Ora Maria è plagiata. Lascia il suo compagno, si prepara a una vita insieme all'uomo che pensa di avere sposato. “Ha quaranta anni, ma mi dice che può già chiedere il prepensionamento. Così può trasferirsi da me”, racconta, “ma quando arriva il momento di partire, ecco che spunta un problema. Il suo conto è stato bloccato e non riesce a pagare i biglietti dell'aereo”. Iniziano le richieste di denaro. “Prima chiede piccole cifre. Ogni volta c'è un motivo diverso. Io mi sento in colpa, perché sono convinta che abbia lasciato il lavoro per me. Voglio aiutarlo, soprattutto voglio che arrivi in Italia per iniziare la nostra vita insieme”, racconta, “ma i problemi non finiscono mai. E più andiamo avanti, più le richieste di soldi aumentano. Sono arrivata al punto che, il giorno stesso in cui arrivava lo stipendio, glielo inviavo”.

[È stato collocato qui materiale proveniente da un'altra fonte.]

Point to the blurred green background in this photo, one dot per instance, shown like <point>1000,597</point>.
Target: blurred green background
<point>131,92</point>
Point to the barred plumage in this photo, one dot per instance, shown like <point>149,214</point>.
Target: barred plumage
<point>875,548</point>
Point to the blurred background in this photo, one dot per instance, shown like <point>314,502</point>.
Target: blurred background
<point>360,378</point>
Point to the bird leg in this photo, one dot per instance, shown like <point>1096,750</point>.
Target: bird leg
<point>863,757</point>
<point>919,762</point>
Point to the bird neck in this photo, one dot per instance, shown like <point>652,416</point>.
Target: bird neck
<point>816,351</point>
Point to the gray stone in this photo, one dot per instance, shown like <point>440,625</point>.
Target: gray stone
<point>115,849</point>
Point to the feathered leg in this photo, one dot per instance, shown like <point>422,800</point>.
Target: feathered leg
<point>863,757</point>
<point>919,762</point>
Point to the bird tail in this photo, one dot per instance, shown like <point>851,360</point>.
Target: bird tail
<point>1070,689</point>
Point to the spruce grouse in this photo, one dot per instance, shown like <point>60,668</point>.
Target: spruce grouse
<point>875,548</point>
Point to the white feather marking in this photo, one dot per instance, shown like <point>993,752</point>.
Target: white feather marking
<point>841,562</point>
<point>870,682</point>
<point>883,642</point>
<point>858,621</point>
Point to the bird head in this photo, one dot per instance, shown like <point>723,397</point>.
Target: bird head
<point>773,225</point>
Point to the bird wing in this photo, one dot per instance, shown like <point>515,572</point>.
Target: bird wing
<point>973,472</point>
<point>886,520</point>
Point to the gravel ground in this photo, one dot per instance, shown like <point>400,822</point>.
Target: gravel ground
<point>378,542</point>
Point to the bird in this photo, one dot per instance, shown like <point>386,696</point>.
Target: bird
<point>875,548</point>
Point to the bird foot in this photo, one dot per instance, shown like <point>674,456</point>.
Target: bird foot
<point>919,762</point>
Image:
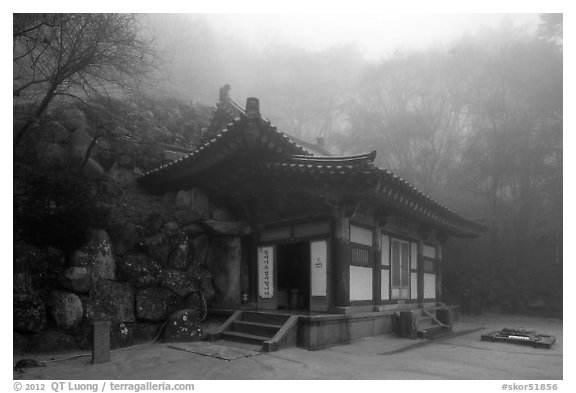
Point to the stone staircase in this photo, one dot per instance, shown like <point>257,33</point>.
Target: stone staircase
<point>428,326</point>
<point>270,330</point>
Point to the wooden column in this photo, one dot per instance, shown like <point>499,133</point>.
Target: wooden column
<point>340,291</point>
<point>438,271</point>
<point>420,271</point>
<point>376,268</point>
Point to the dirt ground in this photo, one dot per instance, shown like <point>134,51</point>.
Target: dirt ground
<point>461,356</point>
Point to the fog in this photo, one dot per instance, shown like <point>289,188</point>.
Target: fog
<point>467,107</point>
<point>376,35</point>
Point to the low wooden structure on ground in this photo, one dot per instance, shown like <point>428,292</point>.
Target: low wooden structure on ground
<point>335,236</point>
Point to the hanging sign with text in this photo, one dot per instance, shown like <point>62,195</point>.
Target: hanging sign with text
<point>266,272</point>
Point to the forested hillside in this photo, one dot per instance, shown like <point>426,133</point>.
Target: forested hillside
<point>98,99</point>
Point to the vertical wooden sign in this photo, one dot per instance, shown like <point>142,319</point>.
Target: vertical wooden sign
<point>266,272</point>
<point>318,260</point>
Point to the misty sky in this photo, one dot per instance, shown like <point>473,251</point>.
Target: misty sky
<point>375,34</point>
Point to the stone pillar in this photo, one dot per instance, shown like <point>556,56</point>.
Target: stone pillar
<point>420,272</point>
<point>340,291</point>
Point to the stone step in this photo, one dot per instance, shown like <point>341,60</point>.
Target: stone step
<point>433,331</point>
<point>424,320</point>
<point>265,318</point>
<point>255,328</point>
<point>244,337</point>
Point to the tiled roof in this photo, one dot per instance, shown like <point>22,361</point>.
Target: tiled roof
<point>274,155</point>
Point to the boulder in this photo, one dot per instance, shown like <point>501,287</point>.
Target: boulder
<point>224,262</point>
<point>195,301</point>
<point>199,202</point>
<point>183,200</point>
<point>153,224</point>
<point>139,270</point>
<point>185,217</point>
<point>122,177</point>
<point>221,214</point>
<point>181,283</point>
<point>29,313</point>
<point>96,255</point>
<point>183,325</point>
<point>120,131</point>
<point>157,247</point>
<point>168,200</point>
<point>93,170</point>
<point>121,336</point>
<point>126,161</point>
<point>124,237</point>
<point>145,332</point>
<point>65,309</point>
<point>52,341</point>
<point>36,268</point>
<point>21,282</point>
<point>180,254</point>
<point>51,154</point>
<point>235,228</point>
<point>19,343</point>
<point>80,141</point>
<point>193,230</point>
<point>204,278</point>
<point>111,300</point>
<point>171,227</point>
<point>201,246</point>
<point>77,279</point>
<point>155,304</point>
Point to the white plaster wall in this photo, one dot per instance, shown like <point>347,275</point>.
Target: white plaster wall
<point>429,251</point>
<point>413,255</point>
<point>385,287</point>
<point>360,235</point>
<point>385,255</point>
<point>429,286</point>
<point>413,286</point>
<point>360,283</point>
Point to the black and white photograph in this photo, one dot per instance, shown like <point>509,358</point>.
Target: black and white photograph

Ora è Maria ad avere problemi economici: “Gli ho dato tutti i miei risparmi, ho venduto i gioielli. Non so più come fare. Rubo ai miei genitori. Sono come in tunnel dal quale non riesco a tirarmi fuori”. L'affetto di una zia è provvidenziale. “Mi vedeva triste e confusa. Le ho raccontato tutto. Mi ha detto: 'Non è normale, potrebbe essere una truffa'. Per settimane non ho voluto crederle”.
La goccia che fa traboccare il vaso: “Stavo malissimo e si avvicinava la data del mio compleanno. Gli ho chiesto: 'Prometti che ci sarai?'. Mi ha risposto: 'Sì'. Invece, è sparito per venti giorni. Impossibile contattarlo. Passata la ricorrenza si è rifatto vivo. Nel frattempo, però, mia zia aveva parlato con i miei genitori e insieme a loro avevamo contattato Acta, un'associazione che aiuta le vittime di truffe affettive. Ho capito di essere anche io una vittima. Prima di denunciare tutto alle forze dell'ordine, gli ho chiesto: 'Sei un truffatore?'. Mi ha insultato. Poi ha minacciato di denunciarmi come truffatrice. Cercava di spaventarmi”.
Maria va dalla polizia. “L'agente al quale mi sono rivolta mi ha risposto che non c'era nessuna truffa, perché i soldi glieli ho inviati di mia spontanea volontà”, racconta, “sono caduta in una profonda depressione. Ancora oggi sto male, ma ho deciso di raccontare la mia storia perché spero che, leggendola, le persone si mettano in guardia. Bisogna sapere che queste truffe esistono, e che di fronte a queste organizzazioni nessuno è immune”.